Mozilla & Co. wollen die Massen mobilisieren(öffnet im neuen Fenster), um gegen die Überwachung durch US-Geheimdienste zu protestieren und Auskunft über das Ausmaß der Überwachungsinfrastruktur von Geheimdiensten zu fordern. Sie wollen erfahren, inwiefern Onlinedaten, Kommunikation und Interaktionen überwacht werden.

Unter Stopwatching.us(öffnet im neuen Fenster) kann ein Brief an die Mitglieder des US-Kongresses unterzeichnet werden, in dem dieser aufgefordert wird, den US Patriot Act, das Staatsgeheimnis und den Fisa Amendments Act so zu verändern, dass eine flächendeckende Überwachung von Internetaktivitäten und Telefonaten aller Personen, die sich in den USA aufhalten, ausgeschlossen wird. Zudem soll ein spezielles Komitee eingesetzt werden, das öffentlich macht, welchen Umfang diese Auslandsspionage hat. Es soll auch Vorschläge für eine regulatorische Reform machen, mit der die verfassungswidrige Überwachung beendet wird.
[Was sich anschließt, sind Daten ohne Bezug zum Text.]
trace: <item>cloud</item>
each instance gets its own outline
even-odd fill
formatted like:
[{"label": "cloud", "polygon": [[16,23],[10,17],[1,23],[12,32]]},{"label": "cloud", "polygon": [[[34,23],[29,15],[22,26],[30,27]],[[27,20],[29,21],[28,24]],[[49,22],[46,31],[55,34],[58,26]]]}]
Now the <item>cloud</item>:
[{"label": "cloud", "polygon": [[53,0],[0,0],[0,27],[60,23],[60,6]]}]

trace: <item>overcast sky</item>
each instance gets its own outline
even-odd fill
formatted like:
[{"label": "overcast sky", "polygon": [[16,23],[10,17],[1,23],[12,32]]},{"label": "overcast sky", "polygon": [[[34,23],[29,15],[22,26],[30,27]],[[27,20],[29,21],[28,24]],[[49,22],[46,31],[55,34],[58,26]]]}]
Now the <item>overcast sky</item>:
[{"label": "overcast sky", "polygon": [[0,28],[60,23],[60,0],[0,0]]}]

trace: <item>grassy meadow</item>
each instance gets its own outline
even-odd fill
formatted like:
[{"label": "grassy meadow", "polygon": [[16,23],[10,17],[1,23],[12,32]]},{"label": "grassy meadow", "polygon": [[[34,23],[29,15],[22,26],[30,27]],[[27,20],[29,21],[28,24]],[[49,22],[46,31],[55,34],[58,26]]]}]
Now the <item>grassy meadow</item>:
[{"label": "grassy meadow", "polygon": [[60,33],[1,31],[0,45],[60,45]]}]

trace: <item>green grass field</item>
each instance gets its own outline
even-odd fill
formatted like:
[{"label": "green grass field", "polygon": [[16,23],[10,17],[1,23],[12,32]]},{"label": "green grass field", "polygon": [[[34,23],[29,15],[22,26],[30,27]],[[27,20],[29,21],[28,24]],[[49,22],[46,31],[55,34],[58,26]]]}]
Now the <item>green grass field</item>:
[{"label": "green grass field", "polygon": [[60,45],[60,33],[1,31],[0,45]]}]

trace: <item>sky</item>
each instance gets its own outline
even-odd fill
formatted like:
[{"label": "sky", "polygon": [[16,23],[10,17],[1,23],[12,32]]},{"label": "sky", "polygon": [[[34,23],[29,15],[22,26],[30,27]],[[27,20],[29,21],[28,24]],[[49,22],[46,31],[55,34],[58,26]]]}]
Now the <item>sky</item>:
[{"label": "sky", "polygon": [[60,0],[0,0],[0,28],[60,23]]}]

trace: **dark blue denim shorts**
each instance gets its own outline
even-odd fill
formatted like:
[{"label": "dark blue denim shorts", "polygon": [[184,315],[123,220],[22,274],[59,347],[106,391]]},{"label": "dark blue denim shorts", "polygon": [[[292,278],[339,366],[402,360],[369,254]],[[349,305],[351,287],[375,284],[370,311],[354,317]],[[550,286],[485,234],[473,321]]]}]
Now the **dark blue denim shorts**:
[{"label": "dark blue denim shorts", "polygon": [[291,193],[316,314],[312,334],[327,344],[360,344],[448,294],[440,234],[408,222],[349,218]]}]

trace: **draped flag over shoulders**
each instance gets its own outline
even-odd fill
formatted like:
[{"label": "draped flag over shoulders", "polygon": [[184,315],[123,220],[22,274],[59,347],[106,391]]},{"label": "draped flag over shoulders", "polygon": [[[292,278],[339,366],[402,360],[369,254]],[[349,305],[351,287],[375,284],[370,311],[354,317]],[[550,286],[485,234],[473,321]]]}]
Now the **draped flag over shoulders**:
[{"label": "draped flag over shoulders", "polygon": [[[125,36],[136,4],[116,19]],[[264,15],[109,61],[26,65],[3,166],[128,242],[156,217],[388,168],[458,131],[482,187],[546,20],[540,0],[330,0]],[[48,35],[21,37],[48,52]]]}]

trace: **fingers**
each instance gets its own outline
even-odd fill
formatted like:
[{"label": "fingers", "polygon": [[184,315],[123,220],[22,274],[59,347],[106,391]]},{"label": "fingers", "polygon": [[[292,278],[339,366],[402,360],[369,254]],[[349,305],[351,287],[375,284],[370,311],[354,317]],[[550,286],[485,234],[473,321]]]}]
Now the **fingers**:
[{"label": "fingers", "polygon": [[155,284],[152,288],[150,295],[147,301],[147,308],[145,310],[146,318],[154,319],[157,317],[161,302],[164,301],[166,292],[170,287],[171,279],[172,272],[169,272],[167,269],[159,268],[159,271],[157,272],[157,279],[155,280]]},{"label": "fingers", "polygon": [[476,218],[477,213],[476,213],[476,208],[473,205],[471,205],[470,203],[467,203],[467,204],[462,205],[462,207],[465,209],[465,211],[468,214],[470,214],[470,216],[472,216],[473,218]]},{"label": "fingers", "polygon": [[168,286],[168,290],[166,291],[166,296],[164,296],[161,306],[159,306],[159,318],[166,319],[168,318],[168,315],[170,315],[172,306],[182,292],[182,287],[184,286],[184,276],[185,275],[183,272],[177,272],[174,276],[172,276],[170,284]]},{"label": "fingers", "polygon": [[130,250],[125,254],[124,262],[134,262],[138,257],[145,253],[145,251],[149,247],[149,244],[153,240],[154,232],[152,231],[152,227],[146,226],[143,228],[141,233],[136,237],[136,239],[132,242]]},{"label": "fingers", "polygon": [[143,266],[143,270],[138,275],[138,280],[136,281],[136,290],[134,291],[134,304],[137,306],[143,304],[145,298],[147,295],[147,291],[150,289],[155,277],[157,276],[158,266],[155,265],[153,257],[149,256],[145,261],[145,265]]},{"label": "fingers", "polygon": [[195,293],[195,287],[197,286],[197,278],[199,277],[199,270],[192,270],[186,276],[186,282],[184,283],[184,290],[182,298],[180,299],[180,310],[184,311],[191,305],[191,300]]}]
Darüber hinaus soll der Kongress dafür sorgen, dass die für die verfassungsfeindliche Überwachung verantwortlichen Amtsträger zur Rechenschaft gezogen werden.

Zuletzt hatten Mozilla, EFF und andere zu Protesten gegen die US-Gesetze Sopa und Pipa aufgerufen und so mehrere Hunderttausend Menschen mobilisiert. Letztendlich scheiterten die Gesetze auch an der öffentlichen Kritik. In Europa scheiterte Acta auf ähnliche Art und Weise. Nun hoffen die Organisationen von Stop Watching Us. auf eine ähnliche Beteiligung. Aktuell haben bereits 27.000 den offenen Brief unterzeichnet.